Here's a way to make the bloated costs of health care reform seem more palatable to opponents - it will knock 220,000 illegal immigrants out of the health care system just in California alone.

A new policy brief from the UCLA Center for Health Policy Research says up to 20 percent of all uninsured children in California are those of illegal immigrants, but even some who are here legally may not apply because of confusing rules in The Patient Protection and Affordable Care Act of 2010 (ACA) , known colloquially, thanks to pundits like Bill Maher and detractors in the debate, as ObamaCare. 

Using data from the 2007 California Health Interview Survey (CHIS), the study's authors estimate that under the ACA, approximately 30,000 undocumented immigrant children will be barred from participating in the Health Benefit Exchange, a newly established marketplace for health care plans with subsidies for lower-income Californians. Although their parents will be able to purchase private insurance outside of the exchange, they would not benefit from its protections or competitive prices.

In addition, approximately 150,000 uninsured children will be excluded from the ACA-funded Medi-Cal expansion due to their status as either undocumented immigrants or legal immigrants who have lived in the U.S. for fewer than five years.

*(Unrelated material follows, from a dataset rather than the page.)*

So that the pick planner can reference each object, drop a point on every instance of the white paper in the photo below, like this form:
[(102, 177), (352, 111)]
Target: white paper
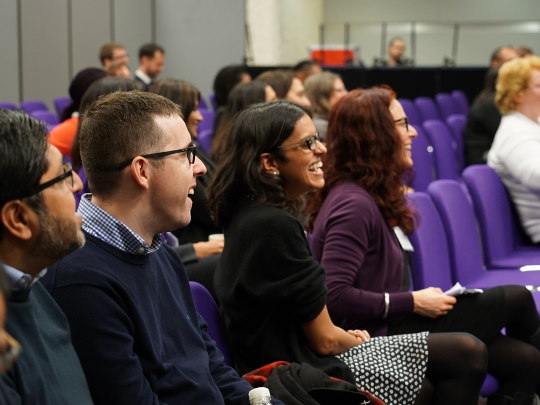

They speculate that an estimated additional 40,000 children who are legal citizens of the U.S. also may be excluded from the ACA coverage expansions as a result of confusion over their parents' citizenship status. Specifically, parents who are non-citizens without a green card — who are themselves excluded from public programs and the exchange — may perceive that the documentation restrictions also apply to their qualified citizen children.   Without coverage, parents and children alike will likely fall back on community clinics, which have long been a source of care for illegal and new legal immigrant children. 


Although public coverage programs such as Medi-Cal and Healthy Families provide a safety net for more than 1 million immigrant children, including those here illegally children, state funding to cover this population may soon dry up due to California's ongoing budget crisis. 

"Health care reform restrictions raise some very unpleasant questions about our willingness as a society to let children go without care," said the study's lead author, Ninez Ponce, a faculty associate with the center and an associate professor at the UCLA School of Public Health. "And confusion over the rules may result in even eligible children being cut off from coverage."